Gustave props his head up on his hand to take a proper look at the item. They’re roughly the same size, and a white shirt is a white shirt - and over the past few months they’ve been easing into one another’s lives, a slow and accidental sprawl. A few socks and a toothbrush at one another’s apartments, followed by an overnight bag, followed by the kind of blending sprawl that leaves distinctions like ‘mine’ and ‘yours’ feeling meaningless.
After all they’ve been through together, Gustave never quite got around to asking Verso to move in with him. It’s never felt necessary; when you’ve saved the world and your own messy family together, stressing about keys to a shared apartment never really makes it back onto the agenda.

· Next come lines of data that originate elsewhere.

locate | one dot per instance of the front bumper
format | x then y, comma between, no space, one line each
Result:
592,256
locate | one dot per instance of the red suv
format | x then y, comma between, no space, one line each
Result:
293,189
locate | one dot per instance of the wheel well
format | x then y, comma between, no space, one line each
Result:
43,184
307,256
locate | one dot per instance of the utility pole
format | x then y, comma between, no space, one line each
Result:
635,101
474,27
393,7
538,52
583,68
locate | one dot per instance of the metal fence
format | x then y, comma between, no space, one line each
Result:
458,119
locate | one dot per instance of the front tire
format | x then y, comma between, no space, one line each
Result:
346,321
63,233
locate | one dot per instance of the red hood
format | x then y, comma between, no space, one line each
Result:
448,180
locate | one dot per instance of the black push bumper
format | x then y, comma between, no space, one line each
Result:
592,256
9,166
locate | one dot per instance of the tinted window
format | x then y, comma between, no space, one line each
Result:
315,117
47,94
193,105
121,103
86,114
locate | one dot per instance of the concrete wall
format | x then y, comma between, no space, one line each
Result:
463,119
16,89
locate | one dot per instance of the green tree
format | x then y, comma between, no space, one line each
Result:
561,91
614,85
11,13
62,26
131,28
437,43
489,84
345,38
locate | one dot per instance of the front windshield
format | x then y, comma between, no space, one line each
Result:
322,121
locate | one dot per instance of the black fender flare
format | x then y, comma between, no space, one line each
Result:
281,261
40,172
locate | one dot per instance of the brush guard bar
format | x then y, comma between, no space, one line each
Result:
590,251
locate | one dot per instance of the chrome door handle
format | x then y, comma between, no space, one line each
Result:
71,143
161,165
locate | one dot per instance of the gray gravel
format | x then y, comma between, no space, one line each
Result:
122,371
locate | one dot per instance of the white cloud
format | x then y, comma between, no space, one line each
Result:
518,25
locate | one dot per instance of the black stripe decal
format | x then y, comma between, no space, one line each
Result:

“Gustave,” Verso calls again - but he’s crawling onto the end of the bed, white shirt in hand, and Gustave’s fairly sure that means he’s winning. “Wake up, mon chéri. The shirt. Yours or mine?”
Trying not to get distracted by the admittedly very distracting dip of Verso’s collarbone, Gustave sits up and reaches for the shirt instead. He pretends to evaluate it for a moment, taking in the soft fabric and well-made stitching, before he shrugs and slides one arm through a sleeve. He follows it up with the other and leaves the shirt draped open in the front, an accidental frame for his own bare torso.
Verso’s the one staring at his collarbones this time.
Gustave’s absolutely winning whatever this non-competition might be.
“Yours or mine,” he repeats thoughtfully, while Verso’s crawling closer up the bed to get a better look. “Is there a difference any more?”
He gets a distracted hum in return - and that’s his only warning before Verso pounces, apparently deciding that they can brawl it out to work out whose shirt it can be for the day.
They’re late to their coffee date with Sciel and Lune.
Their shared wardrobe might be the start of a whole new problem.